Off-peak programming, including the national late show (10 pm to 1 am), originates from BBC Radio Manchester and BBC Radio London.

During the station's downtime, BBC Radio York simulcasts overnight programming from BBC Radio 5 Live and BBC Radio London.

===News, Sport and Weather===
BBC Radio York provides hourly local news and sport bulletins and weather forecasts every half-hour from 6 am until 6 pm on weekdays. On weekends, local news and weather airs hourly from 7 am until 1 pm.

==Notable former presenters==

- Former presenters at the station include ITV Sport commentator Jon Champion and Sky Sports commentator Rob Hawthorne and Will Hanrahan, who went on to present Look North and report for Good Morning with Anne and Nick.
- Victor Lewis-Smith started his BBC career here, presenting his chat and music programme, Snooze Button, on Sunday mornings in 1984.
- Countdown host Richard Whiteley made several guest appearances in the early 2000s.
- Sky News anchor Gareth Barlow began his broadcasting career at the station.
- The Grand Tour front-man Richard Hammond was also once a presenter.

==Awards==
In 2001, BBC Radio York won the Sony Radio Academy Gold Award for Community Service for "Floodwatch News" – its coverage of the floods that hit the county of North Yorkshire in November 2000.

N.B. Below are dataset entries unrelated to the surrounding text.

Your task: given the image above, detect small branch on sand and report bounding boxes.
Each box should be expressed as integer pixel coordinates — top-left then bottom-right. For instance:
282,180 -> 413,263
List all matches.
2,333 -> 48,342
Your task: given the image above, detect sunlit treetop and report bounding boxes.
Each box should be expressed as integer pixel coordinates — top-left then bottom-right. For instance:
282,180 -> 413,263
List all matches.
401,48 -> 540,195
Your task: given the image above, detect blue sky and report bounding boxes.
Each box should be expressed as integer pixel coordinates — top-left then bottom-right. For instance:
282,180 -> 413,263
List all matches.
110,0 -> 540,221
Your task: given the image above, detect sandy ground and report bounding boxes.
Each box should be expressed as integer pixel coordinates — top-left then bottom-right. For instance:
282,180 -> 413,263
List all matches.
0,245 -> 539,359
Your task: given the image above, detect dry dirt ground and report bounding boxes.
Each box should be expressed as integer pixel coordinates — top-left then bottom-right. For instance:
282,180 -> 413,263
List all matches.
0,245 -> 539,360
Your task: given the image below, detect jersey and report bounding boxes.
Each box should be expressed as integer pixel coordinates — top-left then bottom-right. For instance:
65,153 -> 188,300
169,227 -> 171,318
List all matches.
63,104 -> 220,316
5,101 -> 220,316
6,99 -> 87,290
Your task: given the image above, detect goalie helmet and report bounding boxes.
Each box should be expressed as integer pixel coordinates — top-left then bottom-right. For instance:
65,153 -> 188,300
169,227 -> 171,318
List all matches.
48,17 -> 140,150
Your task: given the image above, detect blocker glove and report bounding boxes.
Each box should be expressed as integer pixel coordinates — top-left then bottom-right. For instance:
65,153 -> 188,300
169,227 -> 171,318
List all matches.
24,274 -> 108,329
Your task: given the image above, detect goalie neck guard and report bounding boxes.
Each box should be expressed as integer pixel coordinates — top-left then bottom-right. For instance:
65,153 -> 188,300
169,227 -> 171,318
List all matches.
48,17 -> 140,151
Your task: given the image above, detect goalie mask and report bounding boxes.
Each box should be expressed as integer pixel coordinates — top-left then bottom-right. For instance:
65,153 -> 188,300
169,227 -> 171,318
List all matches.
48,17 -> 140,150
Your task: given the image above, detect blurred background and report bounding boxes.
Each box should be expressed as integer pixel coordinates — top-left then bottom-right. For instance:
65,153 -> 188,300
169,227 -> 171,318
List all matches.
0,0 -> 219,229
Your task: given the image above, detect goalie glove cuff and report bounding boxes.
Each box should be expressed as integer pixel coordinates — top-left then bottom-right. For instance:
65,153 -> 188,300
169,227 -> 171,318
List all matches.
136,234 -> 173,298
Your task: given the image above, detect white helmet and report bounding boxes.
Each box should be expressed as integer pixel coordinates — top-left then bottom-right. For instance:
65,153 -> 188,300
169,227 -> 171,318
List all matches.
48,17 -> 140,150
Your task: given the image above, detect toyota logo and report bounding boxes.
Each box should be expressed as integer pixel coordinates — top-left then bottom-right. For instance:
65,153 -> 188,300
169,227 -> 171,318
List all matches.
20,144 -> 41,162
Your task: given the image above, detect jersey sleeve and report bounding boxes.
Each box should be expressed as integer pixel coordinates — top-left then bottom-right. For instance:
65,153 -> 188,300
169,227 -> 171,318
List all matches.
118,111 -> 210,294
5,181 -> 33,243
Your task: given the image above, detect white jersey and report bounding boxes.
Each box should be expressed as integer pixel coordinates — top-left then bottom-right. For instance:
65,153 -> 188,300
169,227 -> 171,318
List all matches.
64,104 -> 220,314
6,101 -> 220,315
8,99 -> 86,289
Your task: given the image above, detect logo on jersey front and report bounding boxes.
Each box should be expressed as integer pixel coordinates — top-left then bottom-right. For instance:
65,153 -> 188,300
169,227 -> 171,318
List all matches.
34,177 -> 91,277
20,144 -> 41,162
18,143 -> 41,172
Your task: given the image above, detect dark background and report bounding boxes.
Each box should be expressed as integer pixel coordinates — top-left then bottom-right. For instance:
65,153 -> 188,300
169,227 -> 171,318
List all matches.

In 2002, BBC Radio York was awarded Silver in the News Programme category for The Great Heck Rail Crash: Countdown To A Tragedy.

In 2011, BBC Radio York's news team won the Gillard award for Original Journalism. The awards are given out each year and are open to the entire BBC local radio network.

In 2012, the flagship breakfast show, Adam Tomlinson at Breakfast, was nominated for a Sony award for Breakfast Show of the Year.

In 2013, presenter Jonathan Cowap won Gold at the annual Frank Gillard Awards for Best Hotseat interview.

In 2014, the station won the Gillard Gold Award for Faith-based programming.

In 2016, Georgey at Breakfast won Best Breakfast Show at the Local Radio Awards.